Element | Description | Restrictions | Syntax |
---|---|---|---|
confidence | Estimated likelihood that sampling in MEDIUM mode produces results equivalent to the exact HIGH mode. Default level is 0.95. | Must be within the range from 0.80 (minimum) to 0.99 (maximum) | Literal Number |
percent | Average percentage of the sample in each distribution bin. Default is 2.5 for MEDIUM and 0.5 for HIGH. | Minimum value is 1/nrows, for nrows the number of rows in the table | Literal Number |
min | The minimum integer number of randomly selected rows on which to generate the data distributions | Must be greater than zero but cannot exceed nrows | Literal Number |
A distribution is a mapping of the data in a column into a set of column values, ordered by magnitude or by collation. The range of these sample values is partitioned into disjunct intervals, called bins, each containing an approximately equal portion of the sample of column values. For example, if one bin holds 2 percent of the data, approximately 50 such intervals hold the entire sample.

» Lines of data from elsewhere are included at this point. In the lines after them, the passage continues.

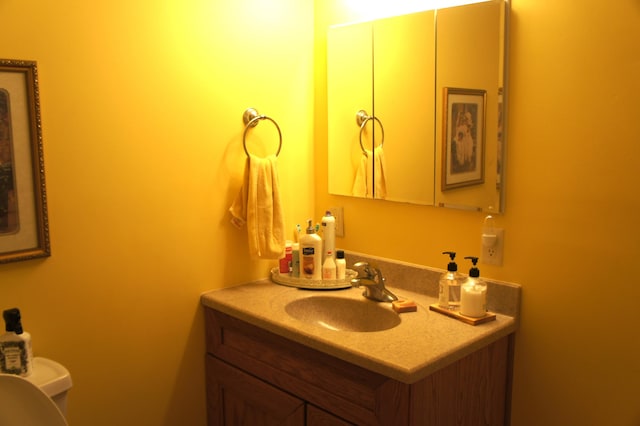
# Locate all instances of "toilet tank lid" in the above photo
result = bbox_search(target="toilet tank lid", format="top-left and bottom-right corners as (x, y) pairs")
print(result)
(26, 357), (73, 397)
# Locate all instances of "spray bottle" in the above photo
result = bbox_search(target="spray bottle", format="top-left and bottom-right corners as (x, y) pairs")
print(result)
(0, 308), (33, 376)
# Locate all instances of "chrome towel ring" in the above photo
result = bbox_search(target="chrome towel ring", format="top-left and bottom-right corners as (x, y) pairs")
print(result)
(242, 108), (282, 158)
(356, 110), (384, 154)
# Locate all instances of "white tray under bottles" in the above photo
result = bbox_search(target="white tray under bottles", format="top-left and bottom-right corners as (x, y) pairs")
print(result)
(270, 267), (356, 290)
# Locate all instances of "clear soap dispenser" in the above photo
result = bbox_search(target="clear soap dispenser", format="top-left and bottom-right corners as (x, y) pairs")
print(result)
(460, 256), (488, 317)
(439, 251), (462, 310)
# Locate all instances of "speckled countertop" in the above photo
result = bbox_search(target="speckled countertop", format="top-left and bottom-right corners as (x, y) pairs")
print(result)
(201, 252), (521, 384)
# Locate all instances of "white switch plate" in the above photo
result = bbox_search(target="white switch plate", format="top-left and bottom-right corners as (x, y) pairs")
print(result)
(328, 206), (345, 237)
(481, 228), (504, 266)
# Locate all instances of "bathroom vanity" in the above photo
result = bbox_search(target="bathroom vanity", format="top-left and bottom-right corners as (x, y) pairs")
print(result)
(201, 257), (520, 425)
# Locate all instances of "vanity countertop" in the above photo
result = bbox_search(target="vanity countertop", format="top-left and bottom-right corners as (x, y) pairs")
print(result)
(201, 278), (518, 384)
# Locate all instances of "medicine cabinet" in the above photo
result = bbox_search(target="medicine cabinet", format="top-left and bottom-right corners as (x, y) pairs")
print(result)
(327, 0), (508, 213)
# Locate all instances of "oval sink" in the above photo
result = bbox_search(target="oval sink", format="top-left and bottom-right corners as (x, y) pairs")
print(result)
(284, 296), (401, 332)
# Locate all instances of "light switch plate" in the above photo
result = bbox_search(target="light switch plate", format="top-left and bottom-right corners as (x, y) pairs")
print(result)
(328, 206), (344, 237)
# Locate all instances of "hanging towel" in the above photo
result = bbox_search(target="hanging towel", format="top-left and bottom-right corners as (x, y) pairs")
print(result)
(229, 154), (285, 259)
(351, 145), (387, 199)
(372, 145), (387, 199)
(352, 150), (370, 197)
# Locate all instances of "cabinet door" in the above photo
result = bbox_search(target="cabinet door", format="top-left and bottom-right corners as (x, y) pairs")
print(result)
(206, 355), (305, 426)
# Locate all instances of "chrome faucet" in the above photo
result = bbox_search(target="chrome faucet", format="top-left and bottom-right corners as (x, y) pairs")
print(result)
(351, 261), (398, 303)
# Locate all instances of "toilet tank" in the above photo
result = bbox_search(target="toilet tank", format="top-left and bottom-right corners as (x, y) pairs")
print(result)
(26, 357), (73, 417)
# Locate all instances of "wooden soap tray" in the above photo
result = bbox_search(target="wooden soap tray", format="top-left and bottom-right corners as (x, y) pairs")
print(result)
(429, 304), (496, 326)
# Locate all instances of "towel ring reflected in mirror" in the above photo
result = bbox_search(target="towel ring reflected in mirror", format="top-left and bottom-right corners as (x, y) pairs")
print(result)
(356, 109), (384, 154)
(242, 108), (282, 158)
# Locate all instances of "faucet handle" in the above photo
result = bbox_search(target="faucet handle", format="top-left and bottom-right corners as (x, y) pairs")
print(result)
(353, 261), (382, 280)
(353, 261), (373, 277)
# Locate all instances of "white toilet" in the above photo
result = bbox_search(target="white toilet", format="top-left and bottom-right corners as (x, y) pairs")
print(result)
(0, 357), (72, 426)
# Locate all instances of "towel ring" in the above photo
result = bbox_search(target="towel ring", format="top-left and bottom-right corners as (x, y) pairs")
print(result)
(356, 110), (384, 154)
(242, 108), (282, 158)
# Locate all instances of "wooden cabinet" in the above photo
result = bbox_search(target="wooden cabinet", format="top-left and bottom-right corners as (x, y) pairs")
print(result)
(205, 308), (514, 426)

Some statistical texts call these bins equivalence categories. Each contains a disjunct subset of the range of the data values that are sampled from the column.
UPDATE STATISTICS MEDIUM FOR TABLE orders RESOLUTION 4 0.90 DISTRIBUTIONS ONLY;This specifies 4% of the data per bin, implying approximately 25 bins, and a confidence level of 90%, and no examination of index data. If the 0.90 value were omitted, then the default level of confidence would have been in effect. If the RESOLUTION keyword and both numeric values were omitted, then default values for percent (2.5%) and for confidence (0.95) would be used.
The query optimizer estimates the selectivity of a WHERE clause by examining, for each column included in the WHERE clause, the proportional occurrence of the data values contained in the column.
You cannot create distributions for BYTE or TEXT columns. If you include a BYTE or TEXT column in an UPDATE STATISTICS statement that specifies MEDIUM or HIGH distributions, no distributions are created for those columns. Distributions are constructed for other columns in the list, however, and the statement does not return an error.
Columns of the VARCHAR data type do not use overflow bins, even when multiple bins are being used for duplicate values.
You can use the first two parameters of the DBUPSPACE environment variable to constrain the disk space and memory resources that the UPDATE STATISTICS statement can use to sort data when it constructs column distributions. These settings affect performance, because they determine how many times the database server scans the specified table to construct each distribution. (A third DBUPSPACE parameter can control whether UPDATE STATISTICS sorts with indexes when calculating column distributions, and whether the explain output file stores the plan by which the column distributions are calculated.)